This invention relates to the detection of coded or modulated electrical currents that are transmitted through the rails of a railroad track for control purposes and, more particularly, to an improved inductive sensor which suppresses high level noise that would otherwise interfere with detection of the control information.
Railroad signalling has traditionally been based upon the concept of protecting zones of track, called "blocks," by means of some form of signal system that conveys information to the locomotive engineer about the status of the track ahead. Typically, wayside signal lights are located along the track and are controlled by electrical logic circuits responsive to the presence of trains and the status of blocks that are relevant to a given wayside signal. Each wayside signal is thus caused to display a pattern of lights, called the "aspect" of the signal, which is visible to the engineer in the locomotive and indicates the status at that location.
A more advanced signalling system in widespread use is referred to as cab signalling and may be used with or without wayside signal lights. In cab signalling the same logic that determines block status for display on the wayside signals is also used to generate one of several forms of encoded electrical current in the rails, block status being represented by the selection of the code rate used. Inductive pickup coils are mounted on the locomotive ahead of the lead wheels and just above the rails for the purpose of sensing the magnetic fields around the rails produced by the encoded current. In modern systems a computer on board the locomotive decodes the detected information to determine the status and indicates the proper aspect in the engine cab by a speed limit value display or a pattern of lights in the same manner as a wayside signal. One advantage, of course, is that the information is made available to the train crew on a continuous basis and updated immediately when changes in status occur, rather than restricting the communication of status information to periodic intervals along the track at which the engineer is required to observe and read the next wayside signal.
The pickup coils typically used in cab signal systems are iron core inductors employed in pairs, one being mounted above each rail. The carrier frequency of the coded cab current for freight operations is typically in the range of from 40 Hz to 100 Hz but may be as high as 250 Hz. Examples of modulation rates and corresponding aspects are, for example, discussed in U.S. Pat. No. 5,340,062, issued Aug. 23, 1994. The iron core of the pickup coil is relatively long, of the order of 30 inches, and extends horizontally and transversely over the underlying rail, the long core length being utilized both for high sensitivity and to assure that the coil will at all times overlie the rail irrespective of the position of the locomotive, e.g., lateral displacement of the locomotive body relative to the rails as the train traverses a curve.

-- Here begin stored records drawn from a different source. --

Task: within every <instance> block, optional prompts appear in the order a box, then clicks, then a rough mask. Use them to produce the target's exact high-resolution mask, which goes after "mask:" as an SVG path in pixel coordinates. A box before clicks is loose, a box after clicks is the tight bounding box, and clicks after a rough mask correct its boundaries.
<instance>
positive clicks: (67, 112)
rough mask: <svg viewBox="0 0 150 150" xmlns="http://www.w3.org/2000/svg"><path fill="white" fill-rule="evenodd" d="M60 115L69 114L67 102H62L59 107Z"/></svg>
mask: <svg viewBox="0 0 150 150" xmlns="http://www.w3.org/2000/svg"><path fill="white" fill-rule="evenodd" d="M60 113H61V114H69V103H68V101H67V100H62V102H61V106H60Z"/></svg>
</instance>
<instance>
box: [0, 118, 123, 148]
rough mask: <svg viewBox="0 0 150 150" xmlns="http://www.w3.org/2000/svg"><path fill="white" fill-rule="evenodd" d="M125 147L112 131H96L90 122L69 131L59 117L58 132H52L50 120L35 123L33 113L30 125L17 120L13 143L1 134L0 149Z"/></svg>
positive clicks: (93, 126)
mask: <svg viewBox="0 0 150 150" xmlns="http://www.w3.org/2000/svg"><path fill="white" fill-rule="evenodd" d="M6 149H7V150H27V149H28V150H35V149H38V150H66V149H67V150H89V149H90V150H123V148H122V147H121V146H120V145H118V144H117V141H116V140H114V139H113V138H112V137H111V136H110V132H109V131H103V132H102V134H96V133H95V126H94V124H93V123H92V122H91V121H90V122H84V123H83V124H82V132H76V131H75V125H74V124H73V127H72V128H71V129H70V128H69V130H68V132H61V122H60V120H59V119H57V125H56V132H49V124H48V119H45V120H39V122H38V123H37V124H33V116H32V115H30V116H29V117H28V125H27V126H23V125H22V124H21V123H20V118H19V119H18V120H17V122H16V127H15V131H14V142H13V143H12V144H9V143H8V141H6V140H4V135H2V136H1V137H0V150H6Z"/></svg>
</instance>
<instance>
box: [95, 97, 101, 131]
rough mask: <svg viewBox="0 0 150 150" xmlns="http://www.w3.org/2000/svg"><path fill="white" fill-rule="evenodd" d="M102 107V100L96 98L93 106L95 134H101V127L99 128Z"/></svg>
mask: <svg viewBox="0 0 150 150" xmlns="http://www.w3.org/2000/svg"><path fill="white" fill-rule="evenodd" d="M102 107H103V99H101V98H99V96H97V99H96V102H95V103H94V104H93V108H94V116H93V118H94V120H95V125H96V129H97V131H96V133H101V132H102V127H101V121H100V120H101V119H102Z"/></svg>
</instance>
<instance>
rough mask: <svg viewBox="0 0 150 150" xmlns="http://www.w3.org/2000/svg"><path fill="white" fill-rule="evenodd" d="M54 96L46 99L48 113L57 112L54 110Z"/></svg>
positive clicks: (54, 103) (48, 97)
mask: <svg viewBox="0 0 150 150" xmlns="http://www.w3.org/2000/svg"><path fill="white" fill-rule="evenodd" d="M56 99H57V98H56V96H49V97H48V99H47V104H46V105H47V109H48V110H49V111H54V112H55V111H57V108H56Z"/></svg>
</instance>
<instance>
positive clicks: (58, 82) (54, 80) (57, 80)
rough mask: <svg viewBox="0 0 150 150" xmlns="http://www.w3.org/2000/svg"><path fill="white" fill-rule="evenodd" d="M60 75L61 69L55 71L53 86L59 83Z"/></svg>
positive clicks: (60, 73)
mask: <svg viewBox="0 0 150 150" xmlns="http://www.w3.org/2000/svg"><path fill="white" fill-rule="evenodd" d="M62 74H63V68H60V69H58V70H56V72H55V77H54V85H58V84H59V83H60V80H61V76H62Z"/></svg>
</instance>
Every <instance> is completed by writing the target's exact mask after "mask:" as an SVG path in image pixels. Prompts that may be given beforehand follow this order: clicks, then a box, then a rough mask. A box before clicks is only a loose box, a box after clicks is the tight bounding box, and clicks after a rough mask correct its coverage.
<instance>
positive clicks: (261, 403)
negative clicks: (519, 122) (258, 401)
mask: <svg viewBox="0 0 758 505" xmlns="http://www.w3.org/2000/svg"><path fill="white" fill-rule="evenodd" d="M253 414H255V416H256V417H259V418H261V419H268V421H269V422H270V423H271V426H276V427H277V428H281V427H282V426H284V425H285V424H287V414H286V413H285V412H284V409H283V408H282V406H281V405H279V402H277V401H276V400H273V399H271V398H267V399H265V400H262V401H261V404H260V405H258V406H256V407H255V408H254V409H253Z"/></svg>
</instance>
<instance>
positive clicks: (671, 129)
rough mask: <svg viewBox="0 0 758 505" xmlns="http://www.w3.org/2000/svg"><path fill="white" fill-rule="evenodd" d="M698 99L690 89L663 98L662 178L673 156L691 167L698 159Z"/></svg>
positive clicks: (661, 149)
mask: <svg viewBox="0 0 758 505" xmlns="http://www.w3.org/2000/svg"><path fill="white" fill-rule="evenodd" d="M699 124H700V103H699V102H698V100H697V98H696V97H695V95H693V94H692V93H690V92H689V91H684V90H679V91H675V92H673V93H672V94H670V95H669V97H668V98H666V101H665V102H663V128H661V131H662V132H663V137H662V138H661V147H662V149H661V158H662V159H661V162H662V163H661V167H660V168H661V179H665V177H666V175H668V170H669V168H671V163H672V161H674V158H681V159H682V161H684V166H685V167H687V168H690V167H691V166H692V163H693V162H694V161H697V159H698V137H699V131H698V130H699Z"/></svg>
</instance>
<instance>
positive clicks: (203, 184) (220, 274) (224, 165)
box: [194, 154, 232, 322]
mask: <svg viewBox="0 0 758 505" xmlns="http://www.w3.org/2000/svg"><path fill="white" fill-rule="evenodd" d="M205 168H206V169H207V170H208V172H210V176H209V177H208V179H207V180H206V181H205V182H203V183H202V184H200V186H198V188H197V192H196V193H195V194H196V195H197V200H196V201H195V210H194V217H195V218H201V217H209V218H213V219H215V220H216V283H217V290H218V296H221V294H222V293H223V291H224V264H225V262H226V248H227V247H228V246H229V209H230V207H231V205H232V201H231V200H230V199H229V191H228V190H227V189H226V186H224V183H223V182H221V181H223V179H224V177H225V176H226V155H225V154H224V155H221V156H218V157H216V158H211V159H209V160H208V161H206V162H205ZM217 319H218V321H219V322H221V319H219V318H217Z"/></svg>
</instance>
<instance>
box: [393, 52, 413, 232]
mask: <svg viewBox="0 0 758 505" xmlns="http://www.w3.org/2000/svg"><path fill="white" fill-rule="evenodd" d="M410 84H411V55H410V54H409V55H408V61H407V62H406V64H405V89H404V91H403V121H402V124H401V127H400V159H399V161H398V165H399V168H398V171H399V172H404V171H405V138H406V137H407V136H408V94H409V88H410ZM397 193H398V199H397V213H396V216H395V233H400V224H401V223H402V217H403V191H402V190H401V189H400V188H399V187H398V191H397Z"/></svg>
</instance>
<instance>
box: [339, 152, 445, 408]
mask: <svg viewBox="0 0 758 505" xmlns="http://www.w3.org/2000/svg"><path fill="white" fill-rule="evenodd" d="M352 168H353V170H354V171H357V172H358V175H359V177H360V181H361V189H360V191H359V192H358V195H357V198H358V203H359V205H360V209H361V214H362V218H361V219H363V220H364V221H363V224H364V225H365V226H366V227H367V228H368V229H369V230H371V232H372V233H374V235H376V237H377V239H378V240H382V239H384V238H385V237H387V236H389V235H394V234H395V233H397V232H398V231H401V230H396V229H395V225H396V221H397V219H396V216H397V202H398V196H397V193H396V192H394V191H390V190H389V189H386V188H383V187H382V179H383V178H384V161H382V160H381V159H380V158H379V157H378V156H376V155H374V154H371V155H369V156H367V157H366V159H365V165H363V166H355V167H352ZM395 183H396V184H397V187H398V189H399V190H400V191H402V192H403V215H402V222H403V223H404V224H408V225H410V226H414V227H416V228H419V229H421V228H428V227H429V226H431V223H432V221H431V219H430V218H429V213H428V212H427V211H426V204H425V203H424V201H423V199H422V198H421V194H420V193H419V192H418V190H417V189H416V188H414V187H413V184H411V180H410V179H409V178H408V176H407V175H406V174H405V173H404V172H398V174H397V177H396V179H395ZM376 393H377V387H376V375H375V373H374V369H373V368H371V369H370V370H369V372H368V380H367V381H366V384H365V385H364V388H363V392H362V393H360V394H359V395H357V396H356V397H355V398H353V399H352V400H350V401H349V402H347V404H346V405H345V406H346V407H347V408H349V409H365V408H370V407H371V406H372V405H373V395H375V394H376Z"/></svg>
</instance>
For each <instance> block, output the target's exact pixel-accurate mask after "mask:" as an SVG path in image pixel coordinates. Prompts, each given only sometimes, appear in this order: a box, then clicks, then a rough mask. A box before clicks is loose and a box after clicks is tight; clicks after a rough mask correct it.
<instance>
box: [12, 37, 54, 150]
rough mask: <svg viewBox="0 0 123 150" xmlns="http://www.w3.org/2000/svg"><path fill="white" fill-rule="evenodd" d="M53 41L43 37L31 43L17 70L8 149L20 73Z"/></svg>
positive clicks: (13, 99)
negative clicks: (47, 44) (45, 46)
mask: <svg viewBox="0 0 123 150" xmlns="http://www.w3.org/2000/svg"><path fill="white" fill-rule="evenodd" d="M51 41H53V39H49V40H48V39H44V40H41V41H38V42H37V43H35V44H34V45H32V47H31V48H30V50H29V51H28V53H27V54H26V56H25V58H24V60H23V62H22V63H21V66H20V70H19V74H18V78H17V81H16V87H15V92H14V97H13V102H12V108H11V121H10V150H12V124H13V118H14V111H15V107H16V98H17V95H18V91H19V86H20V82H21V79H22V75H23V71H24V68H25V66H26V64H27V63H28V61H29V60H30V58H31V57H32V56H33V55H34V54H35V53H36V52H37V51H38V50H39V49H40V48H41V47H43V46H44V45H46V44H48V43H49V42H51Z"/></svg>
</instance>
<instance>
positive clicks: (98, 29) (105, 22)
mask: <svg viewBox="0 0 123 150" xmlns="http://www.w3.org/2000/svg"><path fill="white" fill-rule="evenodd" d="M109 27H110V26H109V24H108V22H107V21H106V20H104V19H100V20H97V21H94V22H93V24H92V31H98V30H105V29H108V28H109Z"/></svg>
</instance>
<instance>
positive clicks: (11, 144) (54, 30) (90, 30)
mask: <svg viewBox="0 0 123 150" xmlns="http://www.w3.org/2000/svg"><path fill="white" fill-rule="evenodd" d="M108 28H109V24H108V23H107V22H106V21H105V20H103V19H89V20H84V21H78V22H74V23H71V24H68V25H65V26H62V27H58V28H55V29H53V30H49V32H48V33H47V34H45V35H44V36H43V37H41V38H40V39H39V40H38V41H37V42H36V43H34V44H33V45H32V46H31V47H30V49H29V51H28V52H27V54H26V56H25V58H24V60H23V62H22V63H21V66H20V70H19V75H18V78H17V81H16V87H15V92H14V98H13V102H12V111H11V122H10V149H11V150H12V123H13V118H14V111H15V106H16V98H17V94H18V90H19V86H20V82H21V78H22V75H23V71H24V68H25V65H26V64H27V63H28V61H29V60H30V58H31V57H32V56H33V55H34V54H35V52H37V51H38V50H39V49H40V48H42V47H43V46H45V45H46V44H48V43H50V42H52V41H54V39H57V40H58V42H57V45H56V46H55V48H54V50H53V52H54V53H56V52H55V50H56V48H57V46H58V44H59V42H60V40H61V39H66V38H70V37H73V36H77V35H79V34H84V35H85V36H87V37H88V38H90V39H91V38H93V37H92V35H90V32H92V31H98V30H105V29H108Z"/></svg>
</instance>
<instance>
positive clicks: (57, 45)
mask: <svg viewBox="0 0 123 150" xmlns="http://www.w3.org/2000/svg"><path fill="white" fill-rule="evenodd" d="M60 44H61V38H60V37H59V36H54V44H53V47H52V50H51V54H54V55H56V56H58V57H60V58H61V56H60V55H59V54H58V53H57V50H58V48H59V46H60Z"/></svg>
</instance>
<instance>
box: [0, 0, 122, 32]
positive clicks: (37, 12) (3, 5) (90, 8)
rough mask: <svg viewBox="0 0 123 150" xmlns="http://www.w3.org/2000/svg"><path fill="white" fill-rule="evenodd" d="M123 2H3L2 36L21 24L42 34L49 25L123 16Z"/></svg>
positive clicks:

Inductors of the above described type operate quite satisfactorily in diesel locomotives in which the engines drive direct current generators that, in turn, supply current to DC traction motors. However, modern diesel locomotives employ solid state switching that has made the use of alternating current traction motors possible and eliminated the high maintenance requirements associated with the use of direct current motors. The alternating current frequency can vary from approximately 20 Hz to 300 Hz in accordance with rotor speed as dictated by the speed requirements of the train. This results in the generation of an alternating current magnetic field by the AC traction motors that did not exist in the direct current powered locomotives. Being in the same frequency range as the cab signal carrier, the AC traction motors, in effect, are a source of high level noise which is received by the horizontal core pickup coils along with the coded cab current and renders them unusable as a reliable control information sensor.